Le suspect a déclaré que "son geste était intervenu en réaction à des attouchements prodigués à son encontre par la victime dans un contexte d'alcoolisation"

Liyahou Haddad, Juif tuniso-israélien tué par un homme musulman en août 2022. (Autorisation)
Liyahou Haddad, Juif tuniso-israélien tué par un homme musulman en août 2022. (Autorisation)

Le meurtre d’un homme de confession juive le 19 août à Longperrier en Seine-et-Marne n’a pas de motivation antisémite à ce stade de l’enquête, a annoncé le procureur adjoint de Meaux dans un communiqué transmis à l’AFP.

Le 21 août, un homme âgé de 24 ans se présente aux services de police et déclare avoir tué deux jours plus tôt, Liyahou Haddad (aussi nommé Eyal/Eliahou/Yvan), âgé de 44 ans, qui l’hébergeait, relate Hervé Tétier, procureur par intérim de Meaux.

À son domicile de Longperrier, une bourgade de 2 000 habitants en Seine-et-Marne, le corps de la victime est découvert « enfoui dans le terrain ». Son autopsie a établi « une mort violente par arme blanche ».

Une source proche du dossier avait indiqué lundi à l’AFP qu’il avait été tué à coups de hache et de couteau.

Le 23 août, le suspect est mis en examen pour « homicide volontaire » et placé en détention provisoire.

« Il expliquait que son geste était intervenu en réaction à des attouchements prodigués à son encontre par la victime dans un contexte d’alcoolisation », indique le procureur adjoint, précisant que le mis en cause « déclarait connaître la victime depuis plusieurs années et avoir été hébergé chez elle, par intermittence ».

Lundi, ce drame a suscité un vif émoi avec les réactions de différentes organisations juives et sur les réseaux sociaux, évoquant un meurtre à caractère antisémite à partir d’un profil Facebook attribué au suspect. L’une des photos postées par ce compte montre notamment un homme brûlant un drapeau israélien.
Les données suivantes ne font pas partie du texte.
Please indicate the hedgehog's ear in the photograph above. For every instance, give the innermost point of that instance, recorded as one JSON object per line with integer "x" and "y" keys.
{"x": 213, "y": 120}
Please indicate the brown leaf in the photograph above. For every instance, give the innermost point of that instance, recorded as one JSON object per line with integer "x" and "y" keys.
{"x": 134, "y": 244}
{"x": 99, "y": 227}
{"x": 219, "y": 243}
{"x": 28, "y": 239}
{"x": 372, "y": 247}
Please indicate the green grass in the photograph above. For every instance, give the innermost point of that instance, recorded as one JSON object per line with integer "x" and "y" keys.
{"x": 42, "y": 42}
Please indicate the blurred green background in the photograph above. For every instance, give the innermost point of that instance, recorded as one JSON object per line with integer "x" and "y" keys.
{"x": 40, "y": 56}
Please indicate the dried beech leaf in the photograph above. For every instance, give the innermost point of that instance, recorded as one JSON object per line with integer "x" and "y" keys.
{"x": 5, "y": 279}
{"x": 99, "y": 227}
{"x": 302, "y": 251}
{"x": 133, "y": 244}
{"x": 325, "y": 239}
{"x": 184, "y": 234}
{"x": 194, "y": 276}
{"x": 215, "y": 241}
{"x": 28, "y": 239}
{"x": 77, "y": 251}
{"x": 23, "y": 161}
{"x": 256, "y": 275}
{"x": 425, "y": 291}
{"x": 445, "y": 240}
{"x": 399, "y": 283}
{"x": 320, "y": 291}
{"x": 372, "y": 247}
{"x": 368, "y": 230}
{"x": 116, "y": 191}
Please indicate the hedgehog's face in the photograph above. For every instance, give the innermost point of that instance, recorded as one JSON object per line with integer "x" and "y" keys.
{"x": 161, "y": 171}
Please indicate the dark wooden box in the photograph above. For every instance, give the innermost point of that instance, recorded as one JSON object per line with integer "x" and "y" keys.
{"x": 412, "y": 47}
« Nous espérons rapidement des informations et demandons que toutes les pistes soient explorées à ce stade, y compris l’éventualité du facteur aggravant d’antisémitisme », a tweeté le président du Conseil représentatif des institutions juives de France (Crif), Yonathan Arfi.

D’après le communiqué du parquet, « si l’enquête ne comportait pas d’élément objectif mettant en lumière une motivation discriminatoire, et notamment antisémite, tout élément permettant de l’établir donnera lieu à des réquisitions du parquet tendant à une aggravation de la qualification pénale retenue ».

Pour l’avocat des proches du défunt Elie Korchia, « la famille veut toute la vérité sur ce qui a pu entraîner un crime aussi atroce, avec un déchaînement de violence ».

Ces dernières années, les autorités françaises ont fait l’objet d’un examen minutieux et de critiques importantes pour ne pas avoir reconnu la nature antisémite des crimes contre les Juifs dans le pays et ne pas les avoir poursuivis de manière appropriée. Les consciences restent encore très marquées par les assassinats de Sarah Halimi en 2017, Mireille Knoll en 2018, et plus récemment René Hadjaj et Jérémie Cohen.